Only one team has been carrying out the task of setting up Samoa for the digital switch, Mr. Ah Liki said.
Although when the complete switch will be made from analogue, Mr. Ah Liki said, is up to the Government.
"We're close to finishing the project, everything in Savai’i has been installed, it's all finished. We are still working during the lockdown," he said.
"For our timeline, it will be done by [this] month, [given it is] permitted by weather and other factors, but next month is our scheduled completion [date]."
Earlier this year, T.V.1. pulled out of the digitised platform, joining T.V.3. as the only two stations to be excluded from the new digitised platform. But both have since joined.
Other channels now available for viewing on the digital platform include E.F.K.S. T.V.; the Catholic church's T.V. station; and Kingdom T.V.

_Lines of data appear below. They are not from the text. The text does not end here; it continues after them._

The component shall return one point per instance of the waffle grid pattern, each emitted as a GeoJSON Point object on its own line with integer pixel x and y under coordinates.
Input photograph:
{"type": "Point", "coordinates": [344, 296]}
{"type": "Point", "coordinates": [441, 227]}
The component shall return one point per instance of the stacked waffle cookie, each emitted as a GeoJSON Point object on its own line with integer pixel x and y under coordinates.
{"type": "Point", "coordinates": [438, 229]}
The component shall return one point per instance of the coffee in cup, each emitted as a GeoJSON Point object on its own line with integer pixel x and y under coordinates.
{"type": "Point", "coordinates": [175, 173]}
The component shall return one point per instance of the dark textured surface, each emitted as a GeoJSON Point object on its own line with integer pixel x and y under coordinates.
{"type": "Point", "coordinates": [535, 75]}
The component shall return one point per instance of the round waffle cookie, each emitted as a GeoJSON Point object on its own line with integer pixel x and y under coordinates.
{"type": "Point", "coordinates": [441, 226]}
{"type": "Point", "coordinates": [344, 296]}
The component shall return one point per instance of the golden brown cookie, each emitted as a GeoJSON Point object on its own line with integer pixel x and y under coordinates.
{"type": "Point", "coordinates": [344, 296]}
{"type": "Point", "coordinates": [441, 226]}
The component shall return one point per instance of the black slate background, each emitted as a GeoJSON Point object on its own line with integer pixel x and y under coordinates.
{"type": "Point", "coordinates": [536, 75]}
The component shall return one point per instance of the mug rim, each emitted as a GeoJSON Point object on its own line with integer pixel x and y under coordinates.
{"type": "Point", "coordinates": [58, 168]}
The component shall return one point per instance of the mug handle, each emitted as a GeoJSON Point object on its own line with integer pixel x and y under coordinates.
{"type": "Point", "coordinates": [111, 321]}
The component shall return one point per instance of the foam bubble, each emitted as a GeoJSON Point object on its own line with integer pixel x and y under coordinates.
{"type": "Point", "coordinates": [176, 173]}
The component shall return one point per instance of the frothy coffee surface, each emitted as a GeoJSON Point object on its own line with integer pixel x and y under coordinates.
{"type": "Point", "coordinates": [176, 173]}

Members of the public can switch to digital T.V. by purchasing a digital set-top box from participating stores for $55 tala.
The controversial policy saw one church television station wrapping up its broadcast operation last November.
The B.Y.U. T.V. station, operated by the Church of Jesus Christ of Latter-day Saints (Samoa) Trust, decided to forfeit its broadcasting license, saying it was no longer “feasible” to comply with the transition.
The withdrawal by the T.V. station followed concerns raised by the broadcasters on the high cost of licensing fees paid by broadcasters required to make the switch.
The Prime Minister, Tuilaepa Dr. Sailele Malielegaoi, intervened in the matter.
Following a meeting with the T.V. operators in November, Tuilaepa ordered the Regulator to revoke an order requiring a $23,000 monthly payment.
After negotiations, the tariff was negotiated and reduced to $18,000 per month. The new rate will stand on a trial basis for six months.